Henrieke I. Strecker Art

Winter sun reflected on a lake.

“You cannot step twice into the same river.” —Heraclitus

The river of time flows through the camera as time flows through us. We are the camera obscura where we lift, layer by layer, the treasures of life, slowly bringing to light what we have found inside those dark chambers.

These treasures, or precious tools, help us to move forward on the path. They become our teachers and life-companions for a while.

Summer 2012.

Eight students enrolled in the course “The Art of Photography.” It involved wet darkroom work. —No chance to give a printer the job! (Yes, we still do darkroom work! “Film is not dead, it just smells funny!”)

We do not “take, capture or shoot!” That’s what I tell students.
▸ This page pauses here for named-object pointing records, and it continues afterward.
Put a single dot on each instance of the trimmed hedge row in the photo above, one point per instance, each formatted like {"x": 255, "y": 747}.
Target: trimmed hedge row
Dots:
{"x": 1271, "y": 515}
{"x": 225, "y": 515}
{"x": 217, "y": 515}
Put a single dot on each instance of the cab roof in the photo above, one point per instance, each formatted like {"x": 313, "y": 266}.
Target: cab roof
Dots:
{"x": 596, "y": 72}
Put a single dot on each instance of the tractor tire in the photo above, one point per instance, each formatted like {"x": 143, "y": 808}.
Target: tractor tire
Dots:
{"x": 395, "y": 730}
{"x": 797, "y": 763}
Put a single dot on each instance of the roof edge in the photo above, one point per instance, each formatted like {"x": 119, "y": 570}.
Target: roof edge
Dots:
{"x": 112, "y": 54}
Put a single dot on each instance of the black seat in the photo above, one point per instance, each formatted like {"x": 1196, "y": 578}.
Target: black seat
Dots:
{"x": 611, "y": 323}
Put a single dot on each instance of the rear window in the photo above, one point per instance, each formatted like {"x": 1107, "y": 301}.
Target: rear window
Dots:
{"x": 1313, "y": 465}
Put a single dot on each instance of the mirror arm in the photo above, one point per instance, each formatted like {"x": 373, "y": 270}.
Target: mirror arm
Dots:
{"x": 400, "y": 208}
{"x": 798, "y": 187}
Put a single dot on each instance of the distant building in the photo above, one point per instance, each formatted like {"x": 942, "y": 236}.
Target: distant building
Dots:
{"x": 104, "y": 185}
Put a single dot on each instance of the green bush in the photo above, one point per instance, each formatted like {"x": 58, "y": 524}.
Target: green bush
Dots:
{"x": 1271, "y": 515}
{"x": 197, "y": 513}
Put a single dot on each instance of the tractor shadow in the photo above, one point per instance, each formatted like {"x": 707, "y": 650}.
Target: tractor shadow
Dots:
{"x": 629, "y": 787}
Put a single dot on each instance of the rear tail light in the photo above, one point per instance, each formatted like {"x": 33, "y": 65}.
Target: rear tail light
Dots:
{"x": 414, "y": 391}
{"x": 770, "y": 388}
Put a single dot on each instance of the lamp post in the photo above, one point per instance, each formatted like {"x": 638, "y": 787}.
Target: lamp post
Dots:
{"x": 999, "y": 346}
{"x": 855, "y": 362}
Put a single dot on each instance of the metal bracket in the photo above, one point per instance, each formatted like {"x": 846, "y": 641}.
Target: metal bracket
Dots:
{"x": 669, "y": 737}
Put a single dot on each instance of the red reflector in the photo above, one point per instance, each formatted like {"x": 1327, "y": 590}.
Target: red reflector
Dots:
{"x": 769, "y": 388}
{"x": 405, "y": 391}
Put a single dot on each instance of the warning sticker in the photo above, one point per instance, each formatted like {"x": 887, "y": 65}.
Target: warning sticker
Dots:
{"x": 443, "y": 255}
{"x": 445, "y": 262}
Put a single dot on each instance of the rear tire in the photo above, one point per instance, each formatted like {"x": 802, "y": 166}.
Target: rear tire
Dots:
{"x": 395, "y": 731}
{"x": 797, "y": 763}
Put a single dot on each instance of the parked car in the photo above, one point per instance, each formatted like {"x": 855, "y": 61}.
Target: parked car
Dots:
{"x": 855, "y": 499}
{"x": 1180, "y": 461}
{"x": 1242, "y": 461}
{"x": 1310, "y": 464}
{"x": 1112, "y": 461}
Rather, we make images. It requires a different beginning and thinking process.

To every student I handed a roll of 35mm film. Then I introduced camera functions and sensitivity (ISO) of film. The first assignment focused on water. The photography students were challenged to consider the presence of water and also slowness in their daily lives, literally and metaphorically. “Take pictures.” The purpose was to increase students’ awareness of the uses of water, and also its pollution. At the end of the course we made a book. (Volume I and Volume II are available here: www.blurb.com/bookstore/detail/2896452)

For the next class each student was asked to bring back the roll of 35mm film for the developing process. Before entering the darkroom one student came up to me. “There is nothing on my film,” she said with great disappointment. Unfortunately she did not realize that one does not remove the film from the light-tight container before developing.

That student taught me a lesson! My introduction to the “Art of Photography” class now includes this basic instruction: “Please do not open the film container and remove your exposed film roll until the developing process is done.”